Part 2: the steep bit
Just before the end of the road look out for the path on your right – it’s narrow, but quite distinct with the red stripe trail markings usually appearing on trees. On the map, it’s shown as the start of the red dashed line. This is the only section of the hike that can in anyway be described as physically demanding as you gain altitude quite quickly along the zigzagging path. You’ll soon start to see the first of the area’s famed karst scenery with “willy” shaped rock formations, Sfinxul Bratocei (a slightly smaller version on the Sphinx at Babele in the Bucegi national park).
Part 3: the ridge
By the time you reach Coltii Bratocei, the steep(ish) assent is almost over and you can just sit back and enjoy the ride. The path is now very easy to follow with 360 degree views which, in my opinion, are amongst the finest in Romania. You are initially led to left of the ridge line and then to the right of it, as you approach the crossroads at Saua Tigailor. If you feel you deserve some lunch or brunch, Saua Tigailor is a fine place to have it, soaking in the magnificent views of Vf. Ciucas.

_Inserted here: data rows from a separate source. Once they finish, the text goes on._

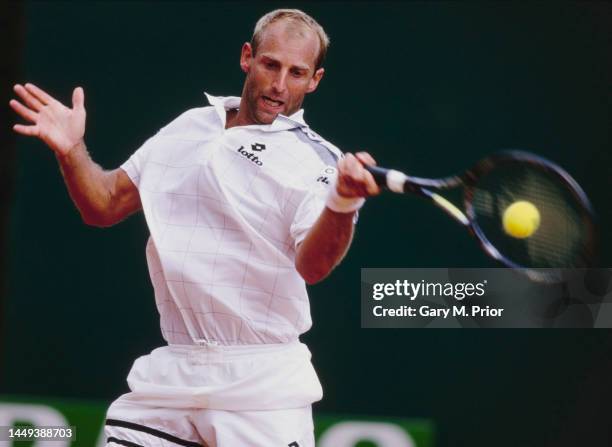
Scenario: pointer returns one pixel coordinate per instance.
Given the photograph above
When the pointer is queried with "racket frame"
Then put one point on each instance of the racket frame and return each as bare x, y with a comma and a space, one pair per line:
399, 182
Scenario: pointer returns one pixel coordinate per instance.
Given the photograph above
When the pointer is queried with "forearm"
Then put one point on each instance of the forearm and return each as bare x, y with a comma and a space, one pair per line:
325, 245
89, 186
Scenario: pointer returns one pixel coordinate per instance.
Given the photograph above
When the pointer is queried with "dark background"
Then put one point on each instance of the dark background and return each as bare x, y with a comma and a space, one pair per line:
426, 87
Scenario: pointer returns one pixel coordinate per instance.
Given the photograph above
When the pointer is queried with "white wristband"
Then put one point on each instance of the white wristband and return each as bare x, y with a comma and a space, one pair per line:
340, 204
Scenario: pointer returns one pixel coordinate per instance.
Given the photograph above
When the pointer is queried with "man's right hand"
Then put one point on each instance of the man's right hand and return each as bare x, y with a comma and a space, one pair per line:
60, 127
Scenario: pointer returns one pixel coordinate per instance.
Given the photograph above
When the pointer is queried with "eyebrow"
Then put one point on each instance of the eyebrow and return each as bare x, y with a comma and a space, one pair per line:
299, 67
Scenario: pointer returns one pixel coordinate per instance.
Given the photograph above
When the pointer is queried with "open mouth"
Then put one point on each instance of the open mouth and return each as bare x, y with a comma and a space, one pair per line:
272, 102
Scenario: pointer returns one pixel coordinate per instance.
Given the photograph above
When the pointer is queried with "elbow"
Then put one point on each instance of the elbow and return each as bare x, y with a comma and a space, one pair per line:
310, 274
97, 220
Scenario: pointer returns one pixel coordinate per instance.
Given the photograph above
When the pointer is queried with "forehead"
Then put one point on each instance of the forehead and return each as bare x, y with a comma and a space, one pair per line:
289, 42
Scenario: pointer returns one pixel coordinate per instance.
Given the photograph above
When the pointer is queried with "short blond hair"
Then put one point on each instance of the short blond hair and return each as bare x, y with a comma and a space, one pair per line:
295, 16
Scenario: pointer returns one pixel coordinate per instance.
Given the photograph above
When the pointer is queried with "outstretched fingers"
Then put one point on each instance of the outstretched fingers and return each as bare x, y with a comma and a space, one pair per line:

It’s now decision time as you have a number of options for what to do next. (a) go off piste and pick your way up through the rocks for very roughly 100m to bag Vf. Bratocea – there’s a brass plate marking the summit although we found another top a few metres away that was very slightly higher. Whichever one you claim, it’s 99% certain you’ll have it all to yourself and it’s another visually spectacular snacking spot. You can then either follow your tail back to Saua Tigailor or, pick your way through some different rocks back down to the red stripe path and eventually back to the carpark (b) keep on following the red stripe markings to the top of Vf. Ciucas. It’s another 209m of very steep ascent but if you are feeling fit and are comfortable with a bit of scrambling (and coming back down the same way you climbed up….), it’s well worth it. (c) follow the red cross markings to Cabana Ciucas. This adds another 6+ km there and back and turns the hike into quite a full day. The path goes down then up and has a few steep sections, but you’ll be rewarded with even more brilliant views as well as a proper lunch at the Cabana. Just don’t be tempted to follow the road down to the A1 and do a full loop back to your car – as it will involve a very boring decent to the main road followed by some quite dangerous road walking. (d) simply re-trace your steps back along the ridge to your car and enjoy those wonderful views all over again.
Whichever options you choose, I can guarantee that you’ll have had an unforgettable day in the high mountains for surprisingly little physical effort.